Dès le début, on est dans le ton, après le titre qui claque: GUERRE FEUTRÉE ENTRE VATICANISTES:

"Même si son message demeure parfaitement catholique, malgré une bonne dose de piment argentin, ce pape communique sa ferveur, bien loin de la réserve qui séparait le pape Benoît XVI et la foule".

Là, il est dommage que JL de la Vayssière, qui a couvert les dernières années du pontificat de Benoît XVI, ait retenu cette vision erronée, et surtout l'ait transmise aux médias qui se fournissent auprès de l'AFP.
Plus loin:

Un groupe de vaticanistes critiques tient gravement conseil au bout d'une très longue table de bois, non loin du box de l'AFP. Il commente longuement les dernières décisions, épluche le prêche quotidien du pape lors de la messe à sa résidence de Sainte-Marthe à la recherche d'imprudences doctrinales, relève la dernière saillie de François contre les évêques mondains et médisants, ou analyse l'éviction du puissant cardinal conservateur américain Raymond Leo Burke.

Le bon cardinal Burke serait sans doute le premier étonné de se voir qualifié de "puissant".

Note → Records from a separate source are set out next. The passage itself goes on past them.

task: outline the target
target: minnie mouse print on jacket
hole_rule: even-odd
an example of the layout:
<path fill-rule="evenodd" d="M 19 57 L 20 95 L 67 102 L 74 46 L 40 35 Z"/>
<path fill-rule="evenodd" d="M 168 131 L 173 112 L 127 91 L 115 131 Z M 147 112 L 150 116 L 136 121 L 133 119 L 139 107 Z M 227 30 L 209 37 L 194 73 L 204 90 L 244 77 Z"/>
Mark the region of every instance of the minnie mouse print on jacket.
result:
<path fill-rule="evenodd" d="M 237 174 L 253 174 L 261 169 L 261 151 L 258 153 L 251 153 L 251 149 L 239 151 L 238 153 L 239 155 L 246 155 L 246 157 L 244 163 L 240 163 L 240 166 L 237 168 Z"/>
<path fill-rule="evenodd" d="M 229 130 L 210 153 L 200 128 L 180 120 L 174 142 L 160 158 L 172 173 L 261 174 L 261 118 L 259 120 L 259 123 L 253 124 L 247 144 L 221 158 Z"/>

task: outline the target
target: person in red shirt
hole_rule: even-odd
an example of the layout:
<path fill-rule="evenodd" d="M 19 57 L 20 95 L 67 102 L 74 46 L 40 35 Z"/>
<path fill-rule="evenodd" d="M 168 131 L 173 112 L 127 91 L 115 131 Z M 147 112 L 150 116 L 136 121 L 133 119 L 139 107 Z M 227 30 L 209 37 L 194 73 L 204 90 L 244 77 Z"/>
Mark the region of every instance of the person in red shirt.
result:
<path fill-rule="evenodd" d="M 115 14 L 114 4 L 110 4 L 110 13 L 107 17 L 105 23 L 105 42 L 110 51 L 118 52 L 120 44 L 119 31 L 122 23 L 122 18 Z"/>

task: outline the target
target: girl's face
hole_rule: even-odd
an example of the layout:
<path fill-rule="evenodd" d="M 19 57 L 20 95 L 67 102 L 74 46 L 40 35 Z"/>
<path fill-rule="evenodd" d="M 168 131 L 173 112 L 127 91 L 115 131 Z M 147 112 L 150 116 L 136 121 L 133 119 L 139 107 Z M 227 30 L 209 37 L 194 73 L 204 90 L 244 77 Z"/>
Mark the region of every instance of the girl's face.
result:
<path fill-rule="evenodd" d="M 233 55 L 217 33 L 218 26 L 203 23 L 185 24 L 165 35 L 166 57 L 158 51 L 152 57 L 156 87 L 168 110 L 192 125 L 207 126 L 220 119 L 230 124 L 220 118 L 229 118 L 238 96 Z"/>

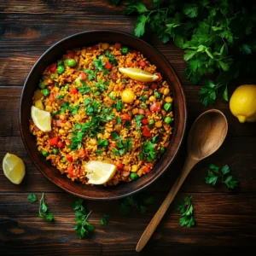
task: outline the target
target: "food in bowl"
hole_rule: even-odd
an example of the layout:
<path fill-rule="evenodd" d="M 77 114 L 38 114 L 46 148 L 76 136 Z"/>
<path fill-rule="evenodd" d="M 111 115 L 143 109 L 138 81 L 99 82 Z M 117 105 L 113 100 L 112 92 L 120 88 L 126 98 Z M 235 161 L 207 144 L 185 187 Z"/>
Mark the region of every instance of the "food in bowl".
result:
<path fill-rule="evenodd" d="M 156 67 L 120 44 L 67 51 L 44 72 L 30 131 L 62 174 L 116 185 L 151 172 L 168 146 L 172 96 Z"/>

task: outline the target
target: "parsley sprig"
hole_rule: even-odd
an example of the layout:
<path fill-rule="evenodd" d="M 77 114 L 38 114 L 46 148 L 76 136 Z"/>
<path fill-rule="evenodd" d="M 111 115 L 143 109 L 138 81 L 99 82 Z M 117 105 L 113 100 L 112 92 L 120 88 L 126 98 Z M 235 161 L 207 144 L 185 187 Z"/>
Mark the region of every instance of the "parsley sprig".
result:
<path fill-rule="evenodd" d="M 92 231 L 94 230 L 94 226 L 88 223 L 87 218 L 89 218 L 91 211 L 86 212 L 84 207 L 83 206 L 84 200 L 78 199 L 74 201 L 73 205 L 73 210 L 75 211 L 75 221 L 77 224 L 73 226 L 76 233 L 79 239 L 84 237 L 90 238 Z"/>
<path fill-rule="evenodd" d="M 176 210 L 182 214 L 179 218 L 179 224 L 182 227 L 185 226 L 190 228 L 195 224 L 195 218 L 193 216 L 194 208 L 191 202 L 192 196 L 186 196 L 184 201 L 180 203 Z"/>
<path fill-rule="evenodd" d="M 231 175 L 228 175 L 230 172 L 230 167 L 225 165 L 221 168 L 219 172 L 219 167 L 212 164 L 209 166 L 211 171 L 208 172 L 207 176 L 206 177 L 206 183 L 207 184 L 215 185 L 218 178 L 221 178 L 221 182 L 229 189 L 235 189 L 238 186 L 238 181 Z"/>
<path fill-rule="evenodd" d="M 127 216 L 131 212 L 132 209 L 137 209 L 140 213 L 145 213 L 148 207 L 153 205 L 154 197 L 145 194 L 138 194 L 125 197 L 120 201 L 119 213 Z"/>
<path fill-rule="evenodd" d="M 118 4 L 119 0 L 111 0 Z M 146 29 L 163 43 L 173 39 L 184 49 L 185 76 L 193 84 L 206 75 L 218 73 L 214 86 L 207 84 L 200 97 L 204 105 L 214 103 L 217 93 L 228 101 L 230 81 L 256 72 L 255 3 L 237 0 L 152 0 L 150 8 L 143 1 L 125 3 L 125 15 L 137 14 L 134 34 Z"/>
<path fill-rule="evenodd" d="M 53 220 L 53 213 L 48 212 L 49 207 L 44 202 L 44 193 L 43 193 L 39 203 L 39 217 L 44 218 L 46 221 Z"/>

Le meilleur de l'article est évidemment dans le portrait tracé des vaticanistes que mes lecteurs doivent bien connaître.
Quoique les sympathies (ou antipathies) de l'auteur de l'article ne fassent guère de doute, on lui saura gré d'être relativement équilibré. Peut-être de quoi modérer les jugements à l'emporte-pièce formulés par des commentateurs improvisés sur des journalistes qui font pourtant honneur à leur profession (ce qui n'est pas si fréquent), au prétexte qu'ils ne partagent pas leurs opinions...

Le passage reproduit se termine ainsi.